I don't remember the exact proportion of Russian pensioners to the rest of the population, I just remember that it's unusually dire.

[0] https://twitter.com/dril/status/384408932061417472

remexre
I thought the root cause isn't the total number of people, it's the fact that developed-nation lifestyles are a lot more environmentally impactful than developing ones; (6B * current developed-nation avg carbon footprint) > (8B * current global avg carbon footprint)
concordDance
They're both causes. E.g. if there were only 500 million people in the world there'd be no issue. Similarly, if everyone lived a somali lifestyle it wouldn't be that bad environmentally.
comte7092
Population growth is peaking and will begin to decline within the lifetimes of people being born today.

Your point is a red herring.

vixen99
Actually lots of people are now talking about the problem of too few babies especially in Europe. Many countries are looking to their populations halving by 2100. A recent report says there are 79 countries with fertility rates (mean=1.59) below the replacement level rate (mean=2.08).

[ The means are my calculations on dataset in https://www.pop.org/simple/countries-with-below-replacement-... ]

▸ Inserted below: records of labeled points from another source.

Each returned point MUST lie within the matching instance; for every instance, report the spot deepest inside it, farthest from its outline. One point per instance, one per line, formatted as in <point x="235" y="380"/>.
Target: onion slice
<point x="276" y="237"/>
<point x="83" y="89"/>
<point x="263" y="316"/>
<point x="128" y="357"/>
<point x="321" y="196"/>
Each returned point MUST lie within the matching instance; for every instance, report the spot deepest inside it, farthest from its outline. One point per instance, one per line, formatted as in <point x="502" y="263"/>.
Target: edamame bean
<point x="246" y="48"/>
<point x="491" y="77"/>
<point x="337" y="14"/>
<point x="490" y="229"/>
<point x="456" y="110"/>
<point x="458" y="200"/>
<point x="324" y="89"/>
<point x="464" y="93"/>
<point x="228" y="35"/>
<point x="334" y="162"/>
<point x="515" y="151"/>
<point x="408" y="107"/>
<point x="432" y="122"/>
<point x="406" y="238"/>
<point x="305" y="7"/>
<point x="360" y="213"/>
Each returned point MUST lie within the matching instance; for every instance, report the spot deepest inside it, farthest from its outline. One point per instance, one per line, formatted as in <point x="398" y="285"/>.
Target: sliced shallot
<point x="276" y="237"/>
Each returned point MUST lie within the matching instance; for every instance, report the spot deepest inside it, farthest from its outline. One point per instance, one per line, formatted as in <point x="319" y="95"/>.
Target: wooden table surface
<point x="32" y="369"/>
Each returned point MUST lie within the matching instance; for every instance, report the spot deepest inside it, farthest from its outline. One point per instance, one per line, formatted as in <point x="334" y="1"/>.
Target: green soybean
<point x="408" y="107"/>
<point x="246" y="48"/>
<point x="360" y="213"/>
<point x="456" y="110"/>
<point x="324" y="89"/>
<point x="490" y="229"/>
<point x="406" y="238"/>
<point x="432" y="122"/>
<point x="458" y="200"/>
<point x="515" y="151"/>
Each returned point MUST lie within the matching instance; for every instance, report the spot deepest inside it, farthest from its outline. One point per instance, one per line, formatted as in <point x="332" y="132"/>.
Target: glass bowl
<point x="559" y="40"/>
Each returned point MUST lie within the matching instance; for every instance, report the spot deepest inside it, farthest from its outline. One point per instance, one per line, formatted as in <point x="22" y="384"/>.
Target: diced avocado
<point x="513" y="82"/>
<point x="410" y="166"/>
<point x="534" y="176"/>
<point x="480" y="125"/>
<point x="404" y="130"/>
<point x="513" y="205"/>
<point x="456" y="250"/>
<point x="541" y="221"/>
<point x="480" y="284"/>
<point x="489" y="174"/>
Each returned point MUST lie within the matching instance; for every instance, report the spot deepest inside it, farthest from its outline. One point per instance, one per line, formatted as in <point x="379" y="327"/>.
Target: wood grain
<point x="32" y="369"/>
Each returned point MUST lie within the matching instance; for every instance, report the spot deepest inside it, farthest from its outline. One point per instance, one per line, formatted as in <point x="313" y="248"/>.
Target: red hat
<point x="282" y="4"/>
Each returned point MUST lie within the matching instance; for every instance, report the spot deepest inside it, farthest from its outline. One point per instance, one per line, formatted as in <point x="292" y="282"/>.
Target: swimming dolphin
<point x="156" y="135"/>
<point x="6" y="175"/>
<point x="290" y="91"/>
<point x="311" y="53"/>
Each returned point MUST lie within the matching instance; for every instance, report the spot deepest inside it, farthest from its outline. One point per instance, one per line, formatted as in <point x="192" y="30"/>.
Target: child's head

There are some negative consequences or at least difficult questions to wrestle with. Where is the tax coming from in a massively aged world? Who pays for healthcare for the elderly and who looks after them? Will retirement remain an option in those countries and will those folk get a pension? Others can comment on the positive aspects of declining fertility.

goodpoint
By large part most of the problem is due to overconsumption from a minority of the world population.

But I don't blame most individuals: people buy what's available in shops and have little choice to do otherwise. The problem is in the economical system.

How many is just right?
DrThunder
Absolutely not. This a massive lie propped up by nihilistic ant-humanist rhetoric.

The population is going down. People aren't having enough babies for replacement. You're going to have a rude awakening when you get old and there's not enough people to take care of you, pay into the retirement system etc.